Les ondes vont tendre à rendre isotrope la distribution des ions implantés par diffusion en angle d’attaque dans le repère du vent solaire (distribution en coquille sphérique), tout en les diffusant également mais plus lentement en énergie, en couplant les deux populations ioniques de sorte que les nouveaux ions ralentissent le vent solaire (phénomène de « mass loading » ou « alourdissement »). En effet, la variation d’énergie E d’un ion de vitesse v sous l’effet du champ électrique E d’une onde s’écrit:

dE/dt = q E ⋅ v (I.12)

On suppose que l’onde se propage le long du champ magnétique ambiant avec la vitesse de phase Vph dans le repère du vent solaire. Si l’on se place dans un repère en translation à la vitesse Vph le long de B, le champ électrique est nul dans ce repère et donc l’énergie totale de la particule est conservée .
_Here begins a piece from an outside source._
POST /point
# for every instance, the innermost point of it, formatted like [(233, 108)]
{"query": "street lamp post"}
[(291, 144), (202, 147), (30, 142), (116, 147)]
Les modifications successives de la fonction distribution des particules dues à l’interaction non linéaire avec les ondes vont générer d’autres fréquences (par exemple des harmoniques de la fréquence cyclotron) par rapport au signal monochromatique d’origine, ce qui conduit à un spectre d’ondes élargi en fréquence par un effet dit de cascade de turbulence. La condition d’élargissement du spectre est l’une des hypothèses sur lesquelles s’appuie la théorie quasi-linéaire. Le temps d’auto-cohérence du champ électrique associé aux ondes devient petit par rapport au temps caractéristique d’évolution de ce champ et à celui de la fonction de distribution. La dynamique d’une particule du plasma est alors régie par un processus stochastique et celle-ci « voit » des champs électrique et magnétique aléatoires qui modifient son vecteur vitesse et la diffusent aussi bien en angle d’attaque qu’en énergie [e.g., Terasawa, 1991].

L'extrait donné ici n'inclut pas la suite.